Парадоксально, но последняя встреча Анатолия Яковлевича с шахматами была связана как раз с именем Михаила Ботвинника и его главного и давнего соперника Василия Смыслова. Весной 1996 года Анатолий Яковлевич на правах радушного хозяина и любителя шахмат пригласил в Зеленый зал Института истории искусств участников турнира, посвященного памяти патриарха, как за глаза еще при жизни называли первого нашего чемпиона все российские шахматисты. Зрители, среди которых было немало известных гроссмейстеров, предвкушали удовольствие от предстоящего концертного дуэта вокалиста Смыслова и пианиста Тайманова. Но их ждал еще один приятный сюрприз - вступительное слово Альтшуллера, которое превратилось в самостоятельный концертный номер. Блистательное по форме и высококомпетентное по содержанию выступление, посвященное истории Зубовского дома, вызвало у гостей живейший интерес. Когда лектор поделился воспоминаниями о довоенном шахматном Ленинграде, в разговор вступил и Марк Тайманов. Диалог давних партнеров и остроумных собеседников напоминал джазовую импровизацию. Вечер явно удался. На другой день Василий Васильевич Смыслов проникновенно сказал мне: «Какой у Вас замечательный дядя! Как приятно было познакомиться с еще одним настоящим петербургским интеллигентом». Анатолий Яковлевич был по-своему честолюбив, может быть, даже чуть-чуть тщеславен, но, как все счастливые и любящие жизнь люди, щедро делился своими успехами со всеми окружающими. Он не прятал удачу от света, как скупой рыцарь, а радовался ей, как большой ребенок. У людей крупных это вызывало ответную добрую улыбку. У людей мелких (и как следствие - недоброжелательных) должно было вызывать зависть. Но кванты его обаяния были настолько всепроникающими, что, как это ни удивительно, он не нажил за свою достаточно сложную жизнь не только явных врагов, но даже агрессивных завистников. Да, он любил демонстрировать свою эрудицию, гордился своей семьей, но, насколько это симпатичнее, чем выискивать чужие недостатки.

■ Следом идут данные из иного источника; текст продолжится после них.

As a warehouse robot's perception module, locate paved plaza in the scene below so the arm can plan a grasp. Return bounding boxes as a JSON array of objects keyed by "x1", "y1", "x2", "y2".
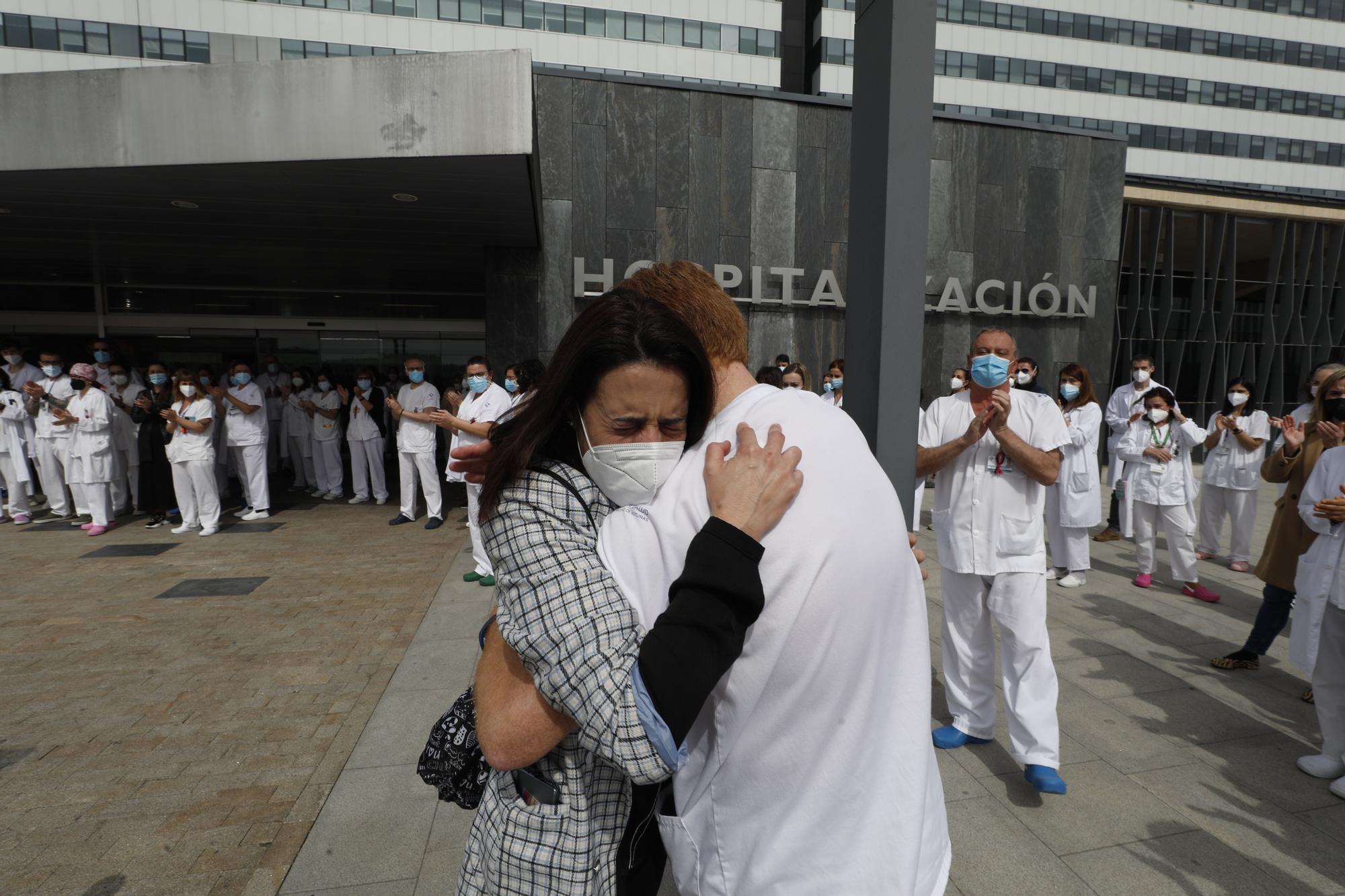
[{"x1": 7, "y1": 471, "x2": 1345, "y2": 896}]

Он умел находить удовольствие в самых незаметных, и, казалось бы, незначительных радостях жизни. Будь то рюмка хорошей водки, прогулка с любимой, где-то найденной собакой, выигранная блиц-партия, лодка на берегу озера или большой письменный стол в дачном домике, за которым ему хорошо работалось.
На банальный вопрос: «Как вы поживаете?» отвечал, может быть, не всегда искренне, но неизменно весело: «Прекрасно!» И в этом ответе звучал не показной оптимизм, а уверенное мужество большого и сильного человека, который не хотел своими проблемами напрягать, или как сейчас говорят, ”грузить” своего собеседника.
В последние годы его любимой фразой, его девизом были слова: «Мы еще все успеем. У нас еще все впереди!» Если бы это было так!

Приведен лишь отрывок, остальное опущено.